Pour toutes ces raisons, la commission des lois a supprimé les dispositions virtuelles du texte, se plaçant ainsi dans la continuité de Montesquieu lorsqu’il écrivait : « Les lois inutiles affaiblissent les lois nécessaires. » Elle a œuvré pour renforcer ce qui est nécessaire et a introduit des garanties importantes pour le bon déroulement des élections du 28 juin, notamment à partir de mesures déjà présentes dans la proposition de loi sénatoriale tendant à sécuriser l’établissement des procurations électorales et l’organisation du second tour des élections municipales de juin 2020.

Parmi ces garanties, il y a la possibilité d’établir une procuration en faveur d’un proche, des aménagements pour cette mise en place au bénéfice d’électeurs vulnérables, ou encore la garantie que des équipements de protection soient mis à disposition des électeurs dans les bureaux de vote.

Outre ce qui concerne directement les élections municipales, le projet de loi comprend désormais un certain nombre d’autres éléments.

Il s’agit, par exemple, de dispositions visant à prolonger des aménagements très concrets au fonctionnement normal des collectivités durant les mois à venir.
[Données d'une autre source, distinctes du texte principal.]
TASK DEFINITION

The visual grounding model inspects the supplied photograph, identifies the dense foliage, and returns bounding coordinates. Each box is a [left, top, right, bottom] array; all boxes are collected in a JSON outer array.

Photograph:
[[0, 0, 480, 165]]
Ceux-ci contribueront à concilier sécurité sanitaire et bon déroulement de la vie des institutions locales. D’autres éléments permettront de rétablir des délais plus en phase avec le droit commun pour le contentieux électoral du scrutin du 15 mars, ou encore d’ajuster certaines dispositions relatives aux grands électeurs en Polynésie.

Le troisième volet de ce texte concerne la représentation des Français de l’étranger. La situation sanitaire globale a rendu le report des élections consulaires inévitable, et nous en prenons acte par la fixation d’une date certaine en mai 2021. Toujours dans la lignée de ce qui a été voté, nous proposons aussi le vote par correspondance sur support papier qui, associé à des garanties procédurales, nous semble approprié en ces temps d’obstacles à la mobilité.

Je tiens à signaler ici la reprise, sur l’initiative de nos collègues représentants des Français de l’étranger, d’un certain nombre d’avancées issues de plusieurs textes que notre assemblée a déjà votés, pour certaines pas plus tard que le 19 mai dernier. D’autres figurent déjà dans la loi relative à l’engagement dans la vie locale et à la proximité de l’action publique, mais ont vu leur calendrier remis en cause par le report des élections consulaires. Par exemple, nous permettrons à des élus de présider les conseils consulaires dès octobre 2020, répondant ainsi à une demande ancienne.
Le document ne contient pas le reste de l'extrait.